Il faut quand même se poser la question de cette cryptomonétisation extrême de la société. Bien sûr qu’on a le nez dedans et bien sûr qu’on a la tête dans le guidon mais cela ne doit pas nous empêcher de vouloir rester objectif sur ce qu’il se passe autour de nous.
Tout n’est pas rose dans la finance décentralisée. Non, clairement, tout n’est pas noir non plus, en fait. Il faut se poser la question clairement : Est-ce que les détenteurs de bitcoin (d’aujourd’hui) sont les millionnaires de demain? Dans la mesure où le bitcoin est une denrée limitée ( 21 millions de bitcoin et pas une pièce en plus), cela limite mathématiquement le nombre de détenteurs n’est-ce pas?
Ainsi, dans le monde demain, les ultra-riches seront ceux qui possèdent du bitcoin et les autres seront les misérables ( quand bien même ils posséderaient du dollars?)

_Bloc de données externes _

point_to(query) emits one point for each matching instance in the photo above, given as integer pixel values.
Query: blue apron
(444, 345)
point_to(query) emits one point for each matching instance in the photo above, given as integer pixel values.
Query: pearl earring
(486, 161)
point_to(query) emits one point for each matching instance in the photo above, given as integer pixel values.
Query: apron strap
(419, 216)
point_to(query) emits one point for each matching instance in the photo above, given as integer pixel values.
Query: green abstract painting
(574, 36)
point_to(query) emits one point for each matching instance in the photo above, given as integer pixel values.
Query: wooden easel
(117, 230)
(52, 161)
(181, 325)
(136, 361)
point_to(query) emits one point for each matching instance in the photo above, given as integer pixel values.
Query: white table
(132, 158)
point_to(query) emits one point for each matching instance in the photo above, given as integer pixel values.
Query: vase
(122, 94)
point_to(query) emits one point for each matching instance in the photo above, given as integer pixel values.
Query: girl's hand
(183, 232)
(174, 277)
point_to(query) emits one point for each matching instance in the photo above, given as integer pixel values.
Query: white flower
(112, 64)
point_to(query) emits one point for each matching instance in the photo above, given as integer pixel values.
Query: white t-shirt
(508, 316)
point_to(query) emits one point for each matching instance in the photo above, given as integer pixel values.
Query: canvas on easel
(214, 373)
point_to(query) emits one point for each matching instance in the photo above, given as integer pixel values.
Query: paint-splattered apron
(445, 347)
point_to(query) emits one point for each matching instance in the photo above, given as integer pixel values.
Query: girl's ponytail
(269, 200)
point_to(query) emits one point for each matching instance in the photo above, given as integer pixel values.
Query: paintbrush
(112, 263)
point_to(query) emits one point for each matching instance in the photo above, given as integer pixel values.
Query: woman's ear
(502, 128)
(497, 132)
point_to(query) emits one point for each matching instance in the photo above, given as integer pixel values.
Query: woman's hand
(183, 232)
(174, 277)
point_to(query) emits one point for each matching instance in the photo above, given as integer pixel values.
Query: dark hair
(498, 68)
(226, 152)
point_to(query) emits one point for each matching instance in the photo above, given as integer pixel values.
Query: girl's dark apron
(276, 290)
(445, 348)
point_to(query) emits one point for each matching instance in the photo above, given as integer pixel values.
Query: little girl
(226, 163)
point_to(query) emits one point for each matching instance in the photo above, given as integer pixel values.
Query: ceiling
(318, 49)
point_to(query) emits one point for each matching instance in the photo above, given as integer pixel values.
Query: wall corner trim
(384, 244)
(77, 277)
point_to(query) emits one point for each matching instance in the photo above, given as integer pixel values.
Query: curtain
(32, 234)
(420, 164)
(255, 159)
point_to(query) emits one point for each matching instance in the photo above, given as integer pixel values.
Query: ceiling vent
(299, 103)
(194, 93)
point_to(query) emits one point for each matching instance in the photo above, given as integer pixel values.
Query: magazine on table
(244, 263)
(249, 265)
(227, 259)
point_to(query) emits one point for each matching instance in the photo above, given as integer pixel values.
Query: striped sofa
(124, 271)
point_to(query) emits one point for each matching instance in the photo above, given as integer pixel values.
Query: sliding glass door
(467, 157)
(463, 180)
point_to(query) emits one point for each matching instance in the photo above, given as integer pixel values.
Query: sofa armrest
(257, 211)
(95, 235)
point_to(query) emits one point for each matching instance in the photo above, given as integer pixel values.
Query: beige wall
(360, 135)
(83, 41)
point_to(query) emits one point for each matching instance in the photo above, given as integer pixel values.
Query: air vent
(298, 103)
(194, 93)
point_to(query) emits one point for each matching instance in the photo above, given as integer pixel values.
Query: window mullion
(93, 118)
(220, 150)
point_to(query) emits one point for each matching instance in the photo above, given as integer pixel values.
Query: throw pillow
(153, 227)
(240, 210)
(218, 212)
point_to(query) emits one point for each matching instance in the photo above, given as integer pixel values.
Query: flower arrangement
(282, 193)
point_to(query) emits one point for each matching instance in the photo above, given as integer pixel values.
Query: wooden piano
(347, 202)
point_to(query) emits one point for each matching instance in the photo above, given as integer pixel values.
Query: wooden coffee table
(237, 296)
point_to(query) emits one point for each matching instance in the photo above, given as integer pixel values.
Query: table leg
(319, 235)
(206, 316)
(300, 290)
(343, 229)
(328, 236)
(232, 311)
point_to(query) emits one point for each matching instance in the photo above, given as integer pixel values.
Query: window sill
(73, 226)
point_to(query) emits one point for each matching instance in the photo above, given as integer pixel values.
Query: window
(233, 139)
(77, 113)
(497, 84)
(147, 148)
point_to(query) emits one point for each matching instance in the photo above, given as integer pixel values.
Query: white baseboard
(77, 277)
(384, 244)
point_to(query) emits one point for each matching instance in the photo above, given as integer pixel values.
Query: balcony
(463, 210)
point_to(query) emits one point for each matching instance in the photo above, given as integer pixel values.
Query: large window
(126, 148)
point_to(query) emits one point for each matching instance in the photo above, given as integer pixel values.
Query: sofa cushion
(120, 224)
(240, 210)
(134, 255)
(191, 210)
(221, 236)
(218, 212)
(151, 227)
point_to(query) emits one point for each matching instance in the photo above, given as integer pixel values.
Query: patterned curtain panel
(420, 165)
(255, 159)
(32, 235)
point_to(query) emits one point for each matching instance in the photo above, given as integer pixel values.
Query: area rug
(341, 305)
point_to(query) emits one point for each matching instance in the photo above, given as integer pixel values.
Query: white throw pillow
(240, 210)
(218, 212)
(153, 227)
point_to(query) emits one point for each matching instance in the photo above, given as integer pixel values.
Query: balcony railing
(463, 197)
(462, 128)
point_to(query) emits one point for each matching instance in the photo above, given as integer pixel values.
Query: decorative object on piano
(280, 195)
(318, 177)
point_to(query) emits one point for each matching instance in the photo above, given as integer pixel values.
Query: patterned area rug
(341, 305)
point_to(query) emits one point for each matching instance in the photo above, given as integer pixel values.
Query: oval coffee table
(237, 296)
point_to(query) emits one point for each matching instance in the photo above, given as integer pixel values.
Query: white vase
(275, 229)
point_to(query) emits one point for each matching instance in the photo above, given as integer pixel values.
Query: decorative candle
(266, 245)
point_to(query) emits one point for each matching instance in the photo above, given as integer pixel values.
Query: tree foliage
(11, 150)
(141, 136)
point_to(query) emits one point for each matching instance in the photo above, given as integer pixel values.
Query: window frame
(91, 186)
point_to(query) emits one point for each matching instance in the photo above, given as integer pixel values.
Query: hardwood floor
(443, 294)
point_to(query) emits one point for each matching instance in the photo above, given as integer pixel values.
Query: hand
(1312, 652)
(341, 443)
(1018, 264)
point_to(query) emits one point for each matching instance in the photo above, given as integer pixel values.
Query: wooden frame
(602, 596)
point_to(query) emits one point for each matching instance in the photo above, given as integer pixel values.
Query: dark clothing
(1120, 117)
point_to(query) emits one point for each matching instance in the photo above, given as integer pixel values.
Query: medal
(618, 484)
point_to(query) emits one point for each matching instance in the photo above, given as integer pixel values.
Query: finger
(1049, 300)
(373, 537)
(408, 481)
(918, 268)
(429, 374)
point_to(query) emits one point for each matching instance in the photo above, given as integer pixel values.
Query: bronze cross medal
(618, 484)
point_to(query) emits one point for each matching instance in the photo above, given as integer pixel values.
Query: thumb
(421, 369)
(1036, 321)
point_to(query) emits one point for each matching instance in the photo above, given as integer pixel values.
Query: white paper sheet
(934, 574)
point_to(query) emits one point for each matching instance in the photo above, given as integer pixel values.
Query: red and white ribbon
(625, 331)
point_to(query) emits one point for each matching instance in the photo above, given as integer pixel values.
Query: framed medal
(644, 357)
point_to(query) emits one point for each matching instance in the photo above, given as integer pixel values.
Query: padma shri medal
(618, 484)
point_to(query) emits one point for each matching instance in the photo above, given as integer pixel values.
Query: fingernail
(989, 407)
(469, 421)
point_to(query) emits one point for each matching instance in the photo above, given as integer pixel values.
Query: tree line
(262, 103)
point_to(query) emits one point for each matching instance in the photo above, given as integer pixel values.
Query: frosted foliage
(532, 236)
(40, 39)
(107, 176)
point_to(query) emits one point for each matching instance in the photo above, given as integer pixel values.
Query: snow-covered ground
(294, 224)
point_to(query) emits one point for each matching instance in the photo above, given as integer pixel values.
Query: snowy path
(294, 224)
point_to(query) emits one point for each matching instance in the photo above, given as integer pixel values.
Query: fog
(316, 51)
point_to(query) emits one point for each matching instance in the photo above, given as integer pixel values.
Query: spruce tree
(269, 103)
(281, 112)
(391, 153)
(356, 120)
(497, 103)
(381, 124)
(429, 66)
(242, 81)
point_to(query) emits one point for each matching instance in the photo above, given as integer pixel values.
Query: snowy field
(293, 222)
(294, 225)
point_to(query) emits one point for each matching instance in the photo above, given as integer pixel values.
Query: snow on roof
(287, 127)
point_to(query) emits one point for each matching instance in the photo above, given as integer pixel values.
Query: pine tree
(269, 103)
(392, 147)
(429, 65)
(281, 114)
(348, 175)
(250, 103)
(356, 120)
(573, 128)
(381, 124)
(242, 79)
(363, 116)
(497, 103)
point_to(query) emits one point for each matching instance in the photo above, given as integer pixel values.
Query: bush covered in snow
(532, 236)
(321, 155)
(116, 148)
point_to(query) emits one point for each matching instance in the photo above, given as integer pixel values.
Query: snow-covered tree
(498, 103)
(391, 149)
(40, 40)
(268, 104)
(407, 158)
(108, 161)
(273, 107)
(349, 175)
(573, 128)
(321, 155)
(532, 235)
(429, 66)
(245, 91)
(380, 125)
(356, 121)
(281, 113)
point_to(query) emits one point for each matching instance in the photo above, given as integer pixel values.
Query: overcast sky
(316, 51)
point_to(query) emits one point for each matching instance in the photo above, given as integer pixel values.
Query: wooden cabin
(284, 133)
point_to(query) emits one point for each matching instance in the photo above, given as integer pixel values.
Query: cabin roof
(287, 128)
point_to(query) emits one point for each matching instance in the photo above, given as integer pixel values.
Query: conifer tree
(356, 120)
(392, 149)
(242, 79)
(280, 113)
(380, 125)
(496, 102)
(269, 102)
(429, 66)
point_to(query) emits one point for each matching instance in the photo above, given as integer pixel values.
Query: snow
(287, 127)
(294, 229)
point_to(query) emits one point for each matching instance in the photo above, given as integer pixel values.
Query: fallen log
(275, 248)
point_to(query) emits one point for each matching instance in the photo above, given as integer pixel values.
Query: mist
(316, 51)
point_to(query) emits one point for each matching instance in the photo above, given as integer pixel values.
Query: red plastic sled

Qui sont les aristocrates du bitcoin?
Les hodlers de bitcoin sont-ils les néo-aristocrates d’aujourd’hui comme le suggère l’universitaire John Danielsson de la London School of Economics qui a publié un article dans l’excellent Center for Economic Policy and Research, à travers lequel il dépeint un avenir où les « aristocrates du Bitcoin » créerait malgré eux un monde inégalitaire à l’extrême. En gros, son propos est de dire que si le bitcoin devient la monnaie suprême ( au sens de suprématie monétaire du bitcoin), alors les bitcoiners deviendraient les aristocrates d’une économie malsaine. Un capitalisme fermé et contradictoire où le rêve américain de pouvoir s’enrichir à partir de rien deviendrait une hérésie pure.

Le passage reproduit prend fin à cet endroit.